Thank you again. I hope all is well.

Anonymous said...

I have to pursue this to ask if in Oregon you have the degree of cricket sound that exists in New England in late summer -- late August till the last solitary ones in early October. It is more than a chorus -- anywhere there is long grass it possesses the air & is in the background from dawn to dusk. If you had experienced this I think the poem would seem far from obscure, but an amazing evocation of a phenomenon of nature.
Susan

Girders said...

A few crisp sunny mornings here in NE Scotland have indicated that Autumn is definitely upon us here. Now, I am running slightly behind your thread with this, but, since your Housman musings coincided with the centenary of the beginning of the Great War, I thought you might be interested in something I discovered today: that Patrick Shaw-Stewart wrote 'I met a man this morning' on the fly-leaf of his copy of 'A Shropshire Lad'.

Stephen Pentz said...

Susan: thank you for the follow-up comment.

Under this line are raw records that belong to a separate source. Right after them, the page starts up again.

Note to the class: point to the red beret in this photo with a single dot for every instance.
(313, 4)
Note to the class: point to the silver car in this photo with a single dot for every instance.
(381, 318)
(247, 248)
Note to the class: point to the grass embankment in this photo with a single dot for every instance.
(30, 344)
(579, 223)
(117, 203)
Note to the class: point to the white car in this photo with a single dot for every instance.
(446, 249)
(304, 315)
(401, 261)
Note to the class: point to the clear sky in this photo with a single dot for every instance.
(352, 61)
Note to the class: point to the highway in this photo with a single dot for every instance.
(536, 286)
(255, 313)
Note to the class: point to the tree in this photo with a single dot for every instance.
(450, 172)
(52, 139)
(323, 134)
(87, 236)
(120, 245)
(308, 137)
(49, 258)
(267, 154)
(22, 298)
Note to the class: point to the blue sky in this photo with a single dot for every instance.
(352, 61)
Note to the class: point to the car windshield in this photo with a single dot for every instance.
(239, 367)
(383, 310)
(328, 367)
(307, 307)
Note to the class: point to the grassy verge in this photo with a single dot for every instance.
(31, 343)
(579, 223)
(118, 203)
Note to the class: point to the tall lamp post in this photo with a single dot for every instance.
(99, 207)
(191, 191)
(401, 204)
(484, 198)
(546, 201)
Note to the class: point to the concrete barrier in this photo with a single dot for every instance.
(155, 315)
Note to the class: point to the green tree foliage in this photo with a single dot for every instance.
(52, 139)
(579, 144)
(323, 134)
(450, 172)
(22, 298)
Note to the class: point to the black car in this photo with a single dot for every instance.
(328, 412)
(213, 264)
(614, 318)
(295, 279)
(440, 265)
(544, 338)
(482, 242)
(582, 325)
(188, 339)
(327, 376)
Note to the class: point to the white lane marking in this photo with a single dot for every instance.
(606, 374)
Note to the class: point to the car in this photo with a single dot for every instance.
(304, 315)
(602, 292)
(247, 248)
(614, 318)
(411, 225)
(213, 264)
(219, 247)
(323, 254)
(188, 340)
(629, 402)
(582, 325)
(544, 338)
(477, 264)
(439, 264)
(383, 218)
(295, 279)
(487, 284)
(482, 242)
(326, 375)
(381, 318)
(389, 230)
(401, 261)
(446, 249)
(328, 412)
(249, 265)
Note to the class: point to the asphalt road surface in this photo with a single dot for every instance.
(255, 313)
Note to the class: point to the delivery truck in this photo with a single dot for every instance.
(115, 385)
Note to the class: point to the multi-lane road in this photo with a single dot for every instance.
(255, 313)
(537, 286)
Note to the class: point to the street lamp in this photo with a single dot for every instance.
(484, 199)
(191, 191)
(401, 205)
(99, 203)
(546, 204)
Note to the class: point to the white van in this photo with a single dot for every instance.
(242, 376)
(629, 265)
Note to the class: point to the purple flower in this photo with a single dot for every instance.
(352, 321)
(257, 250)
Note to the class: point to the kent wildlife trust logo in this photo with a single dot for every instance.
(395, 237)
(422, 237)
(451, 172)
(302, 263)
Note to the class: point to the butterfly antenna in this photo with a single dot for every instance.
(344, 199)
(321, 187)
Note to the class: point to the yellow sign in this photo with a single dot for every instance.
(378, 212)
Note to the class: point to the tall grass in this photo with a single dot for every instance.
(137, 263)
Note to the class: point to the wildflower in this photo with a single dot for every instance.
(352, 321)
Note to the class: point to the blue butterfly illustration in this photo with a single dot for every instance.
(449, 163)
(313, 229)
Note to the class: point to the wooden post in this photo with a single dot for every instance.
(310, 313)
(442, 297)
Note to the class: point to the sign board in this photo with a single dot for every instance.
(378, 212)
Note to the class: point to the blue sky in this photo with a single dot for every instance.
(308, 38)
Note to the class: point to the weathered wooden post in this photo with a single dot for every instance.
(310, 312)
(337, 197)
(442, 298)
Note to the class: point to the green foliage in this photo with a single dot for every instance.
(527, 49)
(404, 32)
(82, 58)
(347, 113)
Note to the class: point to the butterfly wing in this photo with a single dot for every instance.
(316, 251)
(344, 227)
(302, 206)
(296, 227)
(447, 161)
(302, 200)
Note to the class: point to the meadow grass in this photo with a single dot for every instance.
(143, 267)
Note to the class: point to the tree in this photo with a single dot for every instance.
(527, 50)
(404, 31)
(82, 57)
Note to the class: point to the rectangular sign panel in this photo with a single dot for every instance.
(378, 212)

Out here (I'm in Washington (Seattle), by the way, not Oregon), we don't have choruses of crickets, merely a stray one here and there in a meadow. But I do remember cricket choruses from growing up in Minnesota and from traveling in the South. But what sticks most in my mind along these lines is the cicadas ("semi" in Japanese) in summer in Japan during the year I lived there. Wonderful.

You are exactly right: the poem is much less obscure now -- but still mysterious!

Thank you very much for that follow-up thought.

Stephen Pentz said...

Girders: thank you very much for the reference to Patrick Shaw-Stewart and his poem. You are not behind at all: I appreciate your taking the time to point it out, since I wasn't aware of it. Looking into it further as a result of your comment, it appears that it may have been his one and only poem (or at least the only one we know about).

Well, given his generation, I suppose it makes perfect sense that he would have taken A Shropshire Lad with him to war, and would have in turn written his poem on the flyleaf. And he was a friend of Rupert Brooke's as well.

Thank you again for sharing this, and for visiting.